Ora insegna al Liceo scientifico e linguistico di Arzignano, e un gruppo di suoi studenti lo ha candidato al concorso del ministero per scegliere il professore più bravo d’Italia. Per ora è tra i cinquanta finalisti. Ogni mattina arriva in classe con il suo cane guida, un labrador nero che si chiama Luce e che si accuccia sotto la cattedra. Della sua disavventura il professor Silvani non parla con i ragazzi, per pudore e perché «intanto lo sanno tutti». Ha una fama di professore esigente, e lo sa. «I momenti più difficili sono quando ho la percezione che i ragazzi non stiano attenti, allora lì ci vuole un po’ di piglio, diciamo - ride - autoritario. Bisogna rendere chiaro che a scuola si lavora, che il professore sono io e che non sono ammessi scherzi». Ne sanno qualcosa i ragazzi della prima liceo. «Interrogo uno dei più scatenati, viene alla cattedra e io ho l’impressione che stia leggendo dal libro. Percepisco che c’è un po’ di tensione in classe, ma nessuno parla. E’ ovvio. Lo faccio continuare, tutta l’interrogazione senza fare una piega. Ma non si immagina la fatica per mantenere la calma e soffocare la rabbia del momento. Alla fine gli dico senza cambiare espressione: “Adesso chiudi il libro, dammelo e cominciamo l’interrogazione”.» Non ci ha provato nessun’altro.

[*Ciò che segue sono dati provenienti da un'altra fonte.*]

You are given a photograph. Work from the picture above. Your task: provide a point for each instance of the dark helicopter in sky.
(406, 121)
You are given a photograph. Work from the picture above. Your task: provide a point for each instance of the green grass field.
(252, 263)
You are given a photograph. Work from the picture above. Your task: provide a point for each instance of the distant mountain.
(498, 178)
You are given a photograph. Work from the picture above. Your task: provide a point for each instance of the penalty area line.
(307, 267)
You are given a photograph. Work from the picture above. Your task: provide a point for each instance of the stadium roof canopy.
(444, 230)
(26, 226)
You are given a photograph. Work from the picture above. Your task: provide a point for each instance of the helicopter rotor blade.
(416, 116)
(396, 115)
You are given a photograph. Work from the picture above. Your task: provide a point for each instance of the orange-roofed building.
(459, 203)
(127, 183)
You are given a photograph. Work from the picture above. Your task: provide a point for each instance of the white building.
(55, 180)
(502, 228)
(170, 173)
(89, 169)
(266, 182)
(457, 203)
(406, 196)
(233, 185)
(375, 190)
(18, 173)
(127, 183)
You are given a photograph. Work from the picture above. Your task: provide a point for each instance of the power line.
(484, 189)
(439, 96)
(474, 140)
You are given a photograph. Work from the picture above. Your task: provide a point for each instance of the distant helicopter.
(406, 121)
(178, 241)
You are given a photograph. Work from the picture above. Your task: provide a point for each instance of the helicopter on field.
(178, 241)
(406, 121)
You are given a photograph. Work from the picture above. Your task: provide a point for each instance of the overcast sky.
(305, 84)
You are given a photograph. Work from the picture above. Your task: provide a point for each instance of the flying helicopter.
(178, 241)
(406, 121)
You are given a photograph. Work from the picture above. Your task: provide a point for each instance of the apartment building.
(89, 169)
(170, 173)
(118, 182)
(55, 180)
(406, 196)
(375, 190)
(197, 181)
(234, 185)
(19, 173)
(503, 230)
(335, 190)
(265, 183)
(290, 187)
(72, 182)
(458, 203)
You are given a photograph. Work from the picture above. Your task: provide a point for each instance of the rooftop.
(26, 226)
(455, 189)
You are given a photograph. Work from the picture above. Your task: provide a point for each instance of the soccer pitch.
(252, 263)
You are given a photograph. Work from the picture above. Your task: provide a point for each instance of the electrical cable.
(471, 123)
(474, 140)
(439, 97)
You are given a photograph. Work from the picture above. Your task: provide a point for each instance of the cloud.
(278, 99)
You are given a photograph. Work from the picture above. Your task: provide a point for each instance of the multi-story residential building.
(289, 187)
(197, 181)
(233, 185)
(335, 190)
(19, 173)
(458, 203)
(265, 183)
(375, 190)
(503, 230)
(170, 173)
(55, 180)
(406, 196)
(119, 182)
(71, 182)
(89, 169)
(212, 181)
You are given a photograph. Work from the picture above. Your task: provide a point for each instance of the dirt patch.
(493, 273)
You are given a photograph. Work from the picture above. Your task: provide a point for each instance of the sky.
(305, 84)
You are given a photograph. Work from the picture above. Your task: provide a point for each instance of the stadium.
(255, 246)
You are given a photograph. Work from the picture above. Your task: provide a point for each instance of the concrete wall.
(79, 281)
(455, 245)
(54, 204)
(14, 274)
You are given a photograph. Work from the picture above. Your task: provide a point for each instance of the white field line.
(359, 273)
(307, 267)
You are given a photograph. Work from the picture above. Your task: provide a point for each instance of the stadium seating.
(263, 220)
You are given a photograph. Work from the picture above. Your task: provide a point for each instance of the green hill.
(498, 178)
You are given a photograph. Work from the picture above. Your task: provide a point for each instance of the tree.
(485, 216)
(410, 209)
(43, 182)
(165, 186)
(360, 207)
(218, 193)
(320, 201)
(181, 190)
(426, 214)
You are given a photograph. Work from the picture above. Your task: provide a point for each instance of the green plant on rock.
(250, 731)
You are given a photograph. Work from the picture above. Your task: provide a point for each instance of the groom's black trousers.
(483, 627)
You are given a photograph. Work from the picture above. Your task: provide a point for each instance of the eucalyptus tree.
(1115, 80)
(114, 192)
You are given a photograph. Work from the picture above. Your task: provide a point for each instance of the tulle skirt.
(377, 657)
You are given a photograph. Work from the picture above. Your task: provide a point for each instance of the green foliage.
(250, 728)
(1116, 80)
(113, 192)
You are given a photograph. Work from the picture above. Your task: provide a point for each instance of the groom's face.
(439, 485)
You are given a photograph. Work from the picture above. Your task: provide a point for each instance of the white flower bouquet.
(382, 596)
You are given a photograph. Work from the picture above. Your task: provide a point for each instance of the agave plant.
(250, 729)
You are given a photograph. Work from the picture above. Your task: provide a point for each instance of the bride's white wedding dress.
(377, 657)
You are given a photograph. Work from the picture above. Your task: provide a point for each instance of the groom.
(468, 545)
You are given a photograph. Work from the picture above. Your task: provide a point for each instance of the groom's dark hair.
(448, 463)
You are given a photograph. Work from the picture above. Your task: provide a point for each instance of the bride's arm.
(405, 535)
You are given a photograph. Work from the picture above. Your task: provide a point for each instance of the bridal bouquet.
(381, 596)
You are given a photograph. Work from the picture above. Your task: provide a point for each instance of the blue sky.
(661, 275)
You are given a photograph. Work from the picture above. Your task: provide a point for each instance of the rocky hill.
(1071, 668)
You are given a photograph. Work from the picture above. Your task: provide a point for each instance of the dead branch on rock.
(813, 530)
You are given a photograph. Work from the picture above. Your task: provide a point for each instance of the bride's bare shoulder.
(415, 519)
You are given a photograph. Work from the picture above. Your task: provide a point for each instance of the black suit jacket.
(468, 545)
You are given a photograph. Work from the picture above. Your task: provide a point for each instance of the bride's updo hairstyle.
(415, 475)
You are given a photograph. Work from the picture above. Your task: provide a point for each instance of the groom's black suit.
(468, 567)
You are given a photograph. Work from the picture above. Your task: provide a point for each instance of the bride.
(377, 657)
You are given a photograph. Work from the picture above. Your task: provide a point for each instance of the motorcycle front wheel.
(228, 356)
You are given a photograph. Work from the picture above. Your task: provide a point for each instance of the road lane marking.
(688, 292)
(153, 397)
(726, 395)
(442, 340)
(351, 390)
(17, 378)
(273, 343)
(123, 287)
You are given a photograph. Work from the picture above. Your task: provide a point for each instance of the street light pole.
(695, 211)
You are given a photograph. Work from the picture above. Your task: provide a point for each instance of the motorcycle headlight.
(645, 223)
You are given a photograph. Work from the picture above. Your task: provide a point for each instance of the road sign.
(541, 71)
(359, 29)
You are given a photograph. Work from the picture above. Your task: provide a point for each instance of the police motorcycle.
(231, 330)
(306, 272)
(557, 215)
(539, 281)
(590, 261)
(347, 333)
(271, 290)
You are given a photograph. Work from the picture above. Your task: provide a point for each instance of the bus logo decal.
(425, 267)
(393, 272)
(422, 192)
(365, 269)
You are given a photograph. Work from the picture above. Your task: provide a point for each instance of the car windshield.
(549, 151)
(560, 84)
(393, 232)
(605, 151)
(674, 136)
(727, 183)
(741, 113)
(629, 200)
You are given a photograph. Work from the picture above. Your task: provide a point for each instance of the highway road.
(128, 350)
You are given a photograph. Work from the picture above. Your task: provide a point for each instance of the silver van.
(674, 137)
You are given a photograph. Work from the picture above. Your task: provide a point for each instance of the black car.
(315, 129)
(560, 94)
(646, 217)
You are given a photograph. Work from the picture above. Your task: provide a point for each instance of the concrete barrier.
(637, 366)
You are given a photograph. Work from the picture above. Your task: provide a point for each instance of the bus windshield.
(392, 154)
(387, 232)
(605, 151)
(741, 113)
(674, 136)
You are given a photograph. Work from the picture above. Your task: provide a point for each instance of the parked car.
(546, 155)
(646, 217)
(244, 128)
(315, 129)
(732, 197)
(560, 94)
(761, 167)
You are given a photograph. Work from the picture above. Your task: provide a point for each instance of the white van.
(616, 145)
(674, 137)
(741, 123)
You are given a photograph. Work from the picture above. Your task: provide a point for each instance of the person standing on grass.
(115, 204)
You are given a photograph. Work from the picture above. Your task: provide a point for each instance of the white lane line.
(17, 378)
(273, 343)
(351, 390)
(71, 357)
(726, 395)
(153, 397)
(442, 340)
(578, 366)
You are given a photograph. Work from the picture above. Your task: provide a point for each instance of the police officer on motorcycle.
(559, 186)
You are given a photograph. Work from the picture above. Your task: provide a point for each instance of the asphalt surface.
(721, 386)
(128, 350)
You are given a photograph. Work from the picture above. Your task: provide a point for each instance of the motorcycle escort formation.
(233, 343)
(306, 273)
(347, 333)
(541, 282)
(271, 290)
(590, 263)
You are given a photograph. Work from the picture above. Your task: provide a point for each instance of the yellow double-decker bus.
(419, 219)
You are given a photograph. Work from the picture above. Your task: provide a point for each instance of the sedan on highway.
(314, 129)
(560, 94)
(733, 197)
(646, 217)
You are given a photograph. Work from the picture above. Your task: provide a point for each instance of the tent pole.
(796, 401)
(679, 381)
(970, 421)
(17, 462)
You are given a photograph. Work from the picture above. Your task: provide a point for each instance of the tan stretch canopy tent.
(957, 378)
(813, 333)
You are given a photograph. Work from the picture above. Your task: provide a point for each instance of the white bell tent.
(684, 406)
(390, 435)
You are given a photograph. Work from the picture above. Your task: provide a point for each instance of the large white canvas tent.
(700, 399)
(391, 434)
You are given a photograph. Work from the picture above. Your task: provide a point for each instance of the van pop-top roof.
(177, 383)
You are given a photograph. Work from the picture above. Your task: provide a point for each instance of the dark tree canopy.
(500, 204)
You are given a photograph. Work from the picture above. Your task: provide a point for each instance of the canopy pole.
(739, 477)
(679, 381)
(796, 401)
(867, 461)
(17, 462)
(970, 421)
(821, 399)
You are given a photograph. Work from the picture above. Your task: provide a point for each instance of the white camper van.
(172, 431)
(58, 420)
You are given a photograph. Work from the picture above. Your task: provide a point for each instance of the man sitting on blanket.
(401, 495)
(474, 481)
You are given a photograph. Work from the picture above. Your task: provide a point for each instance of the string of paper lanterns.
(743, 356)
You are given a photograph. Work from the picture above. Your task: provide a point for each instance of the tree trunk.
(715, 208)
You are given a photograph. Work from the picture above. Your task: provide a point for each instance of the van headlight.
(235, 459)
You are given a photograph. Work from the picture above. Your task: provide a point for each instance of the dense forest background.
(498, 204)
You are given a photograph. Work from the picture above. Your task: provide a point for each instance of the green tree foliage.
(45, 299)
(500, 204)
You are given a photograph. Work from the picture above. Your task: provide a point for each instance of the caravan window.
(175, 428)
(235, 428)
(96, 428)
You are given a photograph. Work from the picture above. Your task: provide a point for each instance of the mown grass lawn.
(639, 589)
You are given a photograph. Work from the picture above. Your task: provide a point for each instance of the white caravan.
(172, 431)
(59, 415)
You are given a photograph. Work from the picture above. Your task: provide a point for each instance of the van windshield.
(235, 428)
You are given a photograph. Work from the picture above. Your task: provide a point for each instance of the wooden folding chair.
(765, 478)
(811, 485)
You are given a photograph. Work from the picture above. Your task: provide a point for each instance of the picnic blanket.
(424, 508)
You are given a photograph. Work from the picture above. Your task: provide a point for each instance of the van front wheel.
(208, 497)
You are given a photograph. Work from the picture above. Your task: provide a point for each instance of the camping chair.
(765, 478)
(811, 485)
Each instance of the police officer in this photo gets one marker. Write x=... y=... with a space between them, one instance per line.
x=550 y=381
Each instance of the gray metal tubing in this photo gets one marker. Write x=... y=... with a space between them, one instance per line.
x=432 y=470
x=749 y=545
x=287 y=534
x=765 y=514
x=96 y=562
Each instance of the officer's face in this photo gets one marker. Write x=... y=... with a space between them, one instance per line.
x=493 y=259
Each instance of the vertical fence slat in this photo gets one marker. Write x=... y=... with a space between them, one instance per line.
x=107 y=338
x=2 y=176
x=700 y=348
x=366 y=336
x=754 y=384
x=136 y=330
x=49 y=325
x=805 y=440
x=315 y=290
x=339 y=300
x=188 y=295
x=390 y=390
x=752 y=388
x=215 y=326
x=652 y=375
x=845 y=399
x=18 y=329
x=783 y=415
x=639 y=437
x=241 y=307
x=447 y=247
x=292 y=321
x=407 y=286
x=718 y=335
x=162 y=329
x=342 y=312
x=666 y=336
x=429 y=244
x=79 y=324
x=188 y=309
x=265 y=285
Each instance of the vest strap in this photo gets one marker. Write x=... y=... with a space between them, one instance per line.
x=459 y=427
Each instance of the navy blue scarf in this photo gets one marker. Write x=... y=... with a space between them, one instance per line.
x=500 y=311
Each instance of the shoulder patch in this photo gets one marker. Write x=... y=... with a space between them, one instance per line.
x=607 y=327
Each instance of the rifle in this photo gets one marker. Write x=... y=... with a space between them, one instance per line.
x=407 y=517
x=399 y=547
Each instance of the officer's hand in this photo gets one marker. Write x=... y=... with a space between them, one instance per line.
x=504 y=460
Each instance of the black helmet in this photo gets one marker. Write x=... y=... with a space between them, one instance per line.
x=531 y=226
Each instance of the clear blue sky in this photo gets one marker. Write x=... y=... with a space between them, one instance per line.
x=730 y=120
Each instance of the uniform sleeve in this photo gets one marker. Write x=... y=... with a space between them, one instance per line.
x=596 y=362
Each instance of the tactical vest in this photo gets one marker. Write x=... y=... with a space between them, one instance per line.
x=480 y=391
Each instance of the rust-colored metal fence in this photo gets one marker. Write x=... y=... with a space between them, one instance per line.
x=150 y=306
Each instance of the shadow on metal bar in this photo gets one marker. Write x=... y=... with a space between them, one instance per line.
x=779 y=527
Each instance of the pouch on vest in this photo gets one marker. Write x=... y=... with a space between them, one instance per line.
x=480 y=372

«Ci sono tanti modi di fare lezione»

Ma essere ammirati non basta ad essere rispettati in classe: «Ai ragazzi bisogna chiedere, se si chiede molto, loro danno molto. Io i risultati li ho: una mia ex allieva che è assistente all’Università in Gran Bretagna mi ha scritto raccontandomi che usa ancora i miei appunti. E queste sono cose che gratificano». Che fanno dimenticare quando la prima volta entri in classe e non puoi firmare il registro, o contare le assenze senza farti aiutare da uno dei tuoi allievi. Quando devi chiedere che ci sia un collega che ti aiuta durante i compiti in classe per controllare che nessuno copi. O quando vorresti scrivere una traduzione alla lavagna ma più di un certo numero di parole non riesci a farle stare come vorresti. «Certo ora con le piattaforme e i computer è tutta un’altra cosa preparare la lezione e anche inventarsi modi “alternativi” che ai ragazzi piacciono di solito molto più delle lezioni frontali». E alla fine si riesce a far amare anche Cicerone ai liceali. Così come succedeva a Carlo Monti, il professore del Dante e del Macchiavelli di Firenze, anche lui non vedente, che ha trascinato generazioni di studenti ad mare la filosofia. Anche lui riconosceva i ragazzi dalla voce a distanza di anni. E anche a lui piacerebbero le parole che Silvagni ha scritto come motivazione della sua vocazione nel formulario per il premio di miglior prof: «Cerco di non essere eccezionale, non vedere cosi come qualsiasi altra disabilità, è una possibilità dell’esistenza». La sua non è una battaglia: «Non sono così aggressivo. Quando ti succede qualcosa che ti cambia la vita, ti devi impegnare a trovare un nuovo equilibrio, non sempre è facile, anzi, ci vuole tempo per adattarsi ma poi si arriva».